We previously spoke about how much the efficacy of MCMC algorithms
depended on the shape of the posterior.
We’re going to talk about posterior simulators that make that idea explicit.
In particular, the Hamiltonian Monte Carlo sampler described in
\cite{Neal_2011}.
The evolution \(\theta\) and \(p\) is governed by set of differential equations. These differential equations are determined by the Hamiltonian, \(H(\theta,p)\):
\begin{eqnarray} H(\theta,p) = \mbox{Kinetic Energy } + \mbox{Potential Energy}. \end{eqnarray}
In physical systems, potential and kinetic energy are obviously
instrinsic features of the environment.
Our world:
\begin{eqnarray} H(\theta,p) &=& -\log\pi(p|\theta) - \log\pi(\theta). \nonumber \\\ &=& K(p,\theta) + V(\theta) \nonumber \end{eqnarray}
Then the joint density of \((\theta,p)\) is given by \(e^{-H(\theta,p)}\)
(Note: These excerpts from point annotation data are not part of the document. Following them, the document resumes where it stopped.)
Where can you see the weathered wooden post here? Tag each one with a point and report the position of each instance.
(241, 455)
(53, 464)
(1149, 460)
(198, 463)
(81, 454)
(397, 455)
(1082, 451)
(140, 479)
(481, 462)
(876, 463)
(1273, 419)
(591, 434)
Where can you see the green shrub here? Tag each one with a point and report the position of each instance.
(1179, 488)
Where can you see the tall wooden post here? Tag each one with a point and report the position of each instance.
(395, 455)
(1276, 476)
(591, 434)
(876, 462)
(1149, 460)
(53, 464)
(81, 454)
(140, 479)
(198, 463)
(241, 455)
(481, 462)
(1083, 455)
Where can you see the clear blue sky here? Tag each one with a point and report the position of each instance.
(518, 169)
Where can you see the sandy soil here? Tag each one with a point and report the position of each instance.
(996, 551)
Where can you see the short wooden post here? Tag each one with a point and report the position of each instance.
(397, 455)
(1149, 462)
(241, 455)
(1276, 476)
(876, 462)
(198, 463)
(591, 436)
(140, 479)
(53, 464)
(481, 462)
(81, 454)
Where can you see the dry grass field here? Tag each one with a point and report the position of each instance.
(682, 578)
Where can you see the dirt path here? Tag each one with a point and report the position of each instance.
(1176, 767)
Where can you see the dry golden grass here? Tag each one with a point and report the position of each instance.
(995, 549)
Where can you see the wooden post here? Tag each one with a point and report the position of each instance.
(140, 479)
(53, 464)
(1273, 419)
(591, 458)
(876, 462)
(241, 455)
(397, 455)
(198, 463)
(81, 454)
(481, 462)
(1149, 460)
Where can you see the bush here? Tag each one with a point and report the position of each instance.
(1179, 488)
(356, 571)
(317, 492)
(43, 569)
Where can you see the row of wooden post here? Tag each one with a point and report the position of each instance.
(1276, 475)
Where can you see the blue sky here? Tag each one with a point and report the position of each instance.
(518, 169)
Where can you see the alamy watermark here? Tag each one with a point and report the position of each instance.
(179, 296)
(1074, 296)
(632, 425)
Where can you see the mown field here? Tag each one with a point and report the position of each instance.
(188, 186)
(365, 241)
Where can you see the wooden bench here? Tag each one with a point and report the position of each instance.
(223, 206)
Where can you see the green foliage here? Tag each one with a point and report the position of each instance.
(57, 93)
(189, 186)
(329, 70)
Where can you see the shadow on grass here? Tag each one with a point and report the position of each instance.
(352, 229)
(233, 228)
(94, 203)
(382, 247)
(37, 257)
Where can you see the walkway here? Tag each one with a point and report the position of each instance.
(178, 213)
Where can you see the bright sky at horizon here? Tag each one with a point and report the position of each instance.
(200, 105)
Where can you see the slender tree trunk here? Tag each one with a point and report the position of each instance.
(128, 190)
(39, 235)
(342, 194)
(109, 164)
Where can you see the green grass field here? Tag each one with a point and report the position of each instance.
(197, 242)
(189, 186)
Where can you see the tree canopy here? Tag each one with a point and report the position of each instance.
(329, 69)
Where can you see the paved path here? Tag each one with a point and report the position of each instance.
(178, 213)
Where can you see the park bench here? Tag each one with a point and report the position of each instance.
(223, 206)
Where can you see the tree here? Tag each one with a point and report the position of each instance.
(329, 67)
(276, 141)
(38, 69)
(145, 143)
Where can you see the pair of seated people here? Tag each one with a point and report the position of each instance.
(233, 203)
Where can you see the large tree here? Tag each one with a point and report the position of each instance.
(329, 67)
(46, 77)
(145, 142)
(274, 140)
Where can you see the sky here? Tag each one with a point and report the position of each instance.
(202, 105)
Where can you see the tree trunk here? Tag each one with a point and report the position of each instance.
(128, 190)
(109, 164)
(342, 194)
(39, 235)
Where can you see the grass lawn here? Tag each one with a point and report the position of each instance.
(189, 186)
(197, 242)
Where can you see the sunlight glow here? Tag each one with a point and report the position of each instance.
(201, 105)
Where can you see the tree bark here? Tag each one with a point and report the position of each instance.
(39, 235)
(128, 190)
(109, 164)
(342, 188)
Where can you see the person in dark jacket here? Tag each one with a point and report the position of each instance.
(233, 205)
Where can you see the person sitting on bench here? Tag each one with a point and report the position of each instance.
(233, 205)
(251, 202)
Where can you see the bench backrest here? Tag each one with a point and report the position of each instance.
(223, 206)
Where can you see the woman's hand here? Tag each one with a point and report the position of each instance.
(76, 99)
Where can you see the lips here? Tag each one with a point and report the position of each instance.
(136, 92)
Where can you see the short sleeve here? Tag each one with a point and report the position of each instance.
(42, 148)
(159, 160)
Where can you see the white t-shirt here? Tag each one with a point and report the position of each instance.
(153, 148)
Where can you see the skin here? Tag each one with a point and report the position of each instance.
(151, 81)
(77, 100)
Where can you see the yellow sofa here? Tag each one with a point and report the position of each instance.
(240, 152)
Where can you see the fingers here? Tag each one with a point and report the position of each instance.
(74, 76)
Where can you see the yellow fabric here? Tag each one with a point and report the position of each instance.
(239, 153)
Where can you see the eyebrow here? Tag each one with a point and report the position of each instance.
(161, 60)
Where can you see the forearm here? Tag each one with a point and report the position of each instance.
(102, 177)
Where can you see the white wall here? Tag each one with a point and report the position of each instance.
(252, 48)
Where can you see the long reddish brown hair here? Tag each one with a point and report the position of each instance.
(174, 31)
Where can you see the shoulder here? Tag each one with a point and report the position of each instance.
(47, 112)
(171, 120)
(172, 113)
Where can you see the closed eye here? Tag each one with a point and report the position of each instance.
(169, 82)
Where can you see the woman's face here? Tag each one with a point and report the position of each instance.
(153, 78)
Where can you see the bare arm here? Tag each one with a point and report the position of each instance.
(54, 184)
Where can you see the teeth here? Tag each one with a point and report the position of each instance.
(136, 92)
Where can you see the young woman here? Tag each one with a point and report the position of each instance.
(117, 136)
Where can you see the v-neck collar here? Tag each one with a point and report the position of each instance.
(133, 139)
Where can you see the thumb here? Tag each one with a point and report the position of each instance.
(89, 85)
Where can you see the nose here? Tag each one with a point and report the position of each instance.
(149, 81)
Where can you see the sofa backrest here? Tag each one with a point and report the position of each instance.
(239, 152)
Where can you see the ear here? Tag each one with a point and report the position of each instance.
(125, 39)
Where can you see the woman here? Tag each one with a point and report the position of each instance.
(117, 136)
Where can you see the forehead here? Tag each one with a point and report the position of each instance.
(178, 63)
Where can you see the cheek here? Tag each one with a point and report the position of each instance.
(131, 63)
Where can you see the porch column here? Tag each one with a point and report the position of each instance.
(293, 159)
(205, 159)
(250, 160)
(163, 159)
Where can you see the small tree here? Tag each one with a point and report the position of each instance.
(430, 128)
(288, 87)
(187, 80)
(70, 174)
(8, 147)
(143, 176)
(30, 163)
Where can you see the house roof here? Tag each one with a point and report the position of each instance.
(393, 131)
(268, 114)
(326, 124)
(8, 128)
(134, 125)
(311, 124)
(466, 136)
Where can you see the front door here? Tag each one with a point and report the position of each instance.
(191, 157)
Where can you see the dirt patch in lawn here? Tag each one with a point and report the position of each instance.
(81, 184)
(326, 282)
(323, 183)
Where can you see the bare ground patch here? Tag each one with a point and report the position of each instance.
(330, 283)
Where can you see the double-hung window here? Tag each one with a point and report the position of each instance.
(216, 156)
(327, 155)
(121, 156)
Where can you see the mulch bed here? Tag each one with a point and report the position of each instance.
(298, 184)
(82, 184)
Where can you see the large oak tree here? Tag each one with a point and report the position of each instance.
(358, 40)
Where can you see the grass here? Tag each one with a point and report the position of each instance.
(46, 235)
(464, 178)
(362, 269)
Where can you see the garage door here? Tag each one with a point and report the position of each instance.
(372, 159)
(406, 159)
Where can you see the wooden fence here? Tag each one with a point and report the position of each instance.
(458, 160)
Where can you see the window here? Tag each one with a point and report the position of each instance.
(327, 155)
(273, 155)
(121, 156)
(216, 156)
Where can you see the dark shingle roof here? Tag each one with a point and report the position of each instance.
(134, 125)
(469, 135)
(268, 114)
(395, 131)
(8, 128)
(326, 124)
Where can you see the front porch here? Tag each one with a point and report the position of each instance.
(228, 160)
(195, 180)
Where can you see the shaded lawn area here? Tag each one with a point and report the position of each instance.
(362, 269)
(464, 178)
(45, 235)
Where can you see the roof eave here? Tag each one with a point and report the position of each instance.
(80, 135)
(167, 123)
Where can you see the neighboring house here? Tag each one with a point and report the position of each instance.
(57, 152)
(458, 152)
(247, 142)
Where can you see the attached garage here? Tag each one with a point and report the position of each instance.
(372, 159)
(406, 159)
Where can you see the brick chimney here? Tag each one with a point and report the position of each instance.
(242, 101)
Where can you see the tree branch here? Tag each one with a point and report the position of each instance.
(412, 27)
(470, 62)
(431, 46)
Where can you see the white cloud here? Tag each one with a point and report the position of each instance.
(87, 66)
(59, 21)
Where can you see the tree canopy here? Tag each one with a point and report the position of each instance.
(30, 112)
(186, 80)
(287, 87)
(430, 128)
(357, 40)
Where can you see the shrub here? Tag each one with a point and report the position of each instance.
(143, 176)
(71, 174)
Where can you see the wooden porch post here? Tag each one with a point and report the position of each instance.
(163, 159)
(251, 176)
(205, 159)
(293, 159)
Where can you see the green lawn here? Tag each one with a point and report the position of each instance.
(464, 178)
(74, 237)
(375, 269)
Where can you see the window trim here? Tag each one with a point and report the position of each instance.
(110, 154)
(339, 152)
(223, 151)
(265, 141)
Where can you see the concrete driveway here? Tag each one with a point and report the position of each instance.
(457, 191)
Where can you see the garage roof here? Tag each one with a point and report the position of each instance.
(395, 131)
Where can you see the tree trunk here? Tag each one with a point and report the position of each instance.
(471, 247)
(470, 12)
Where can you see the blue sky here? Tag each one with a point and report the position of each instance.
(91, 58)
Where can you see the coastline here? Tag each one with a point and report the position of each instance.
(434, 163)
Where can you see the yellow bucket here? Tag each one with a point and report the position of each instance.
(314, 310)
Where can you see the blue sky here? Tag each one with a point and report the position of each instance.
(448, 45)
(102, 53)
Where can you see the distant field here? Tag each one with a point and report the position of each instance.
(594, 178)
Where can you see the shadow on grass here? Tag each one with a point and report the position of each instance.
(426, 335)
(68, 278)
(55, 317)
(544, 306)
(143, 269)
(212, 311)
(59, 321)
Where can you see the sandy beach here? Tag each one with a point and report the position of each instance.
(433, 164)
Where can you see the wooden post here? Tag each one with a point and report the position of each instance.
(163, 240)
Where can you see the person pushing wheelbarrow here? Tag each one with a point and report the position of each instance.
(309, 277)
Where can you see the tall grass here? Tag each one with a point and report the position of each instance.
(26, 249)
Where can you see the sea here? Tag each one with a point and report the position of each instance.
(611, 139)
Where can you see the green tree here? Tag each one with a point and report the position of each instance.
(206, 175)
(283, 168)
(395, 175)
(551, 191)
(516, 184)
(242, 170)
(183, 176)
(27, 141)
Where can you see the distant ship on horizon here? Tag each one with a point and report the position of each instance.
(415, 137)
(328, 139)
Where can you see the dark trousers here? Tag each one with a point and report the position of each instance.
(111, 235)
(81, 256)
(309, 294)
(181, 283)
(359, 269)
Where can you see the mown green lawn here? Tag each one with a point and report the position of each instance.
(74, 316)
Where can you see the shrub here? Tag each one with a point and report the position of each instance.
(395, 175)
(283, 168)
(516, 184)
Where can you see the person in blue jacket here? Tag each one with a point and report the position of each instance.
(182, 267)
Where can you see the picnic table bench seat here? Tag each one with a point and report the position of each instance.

As mentioned above, the \(\theta,p\) evolve over time according to the Hamiltonian equations:
\begin{eqnarray} \frac{d\theta}{dt} &=& \frac{\partial H}{\partial p} = \frac{\partial K}{\partial p} \\\ \frac{dp}{dt} &=& -\frac{\partial H}{\partial \theta} = -\frac{\partial K}{\partial \theta} -\frac{\partial V}{\partial \theta} \end{eqnarray}
Note that \(-\partial V/\partial \theta = \nabla \log \pi(\theta)\), the gradient of the log of the target density.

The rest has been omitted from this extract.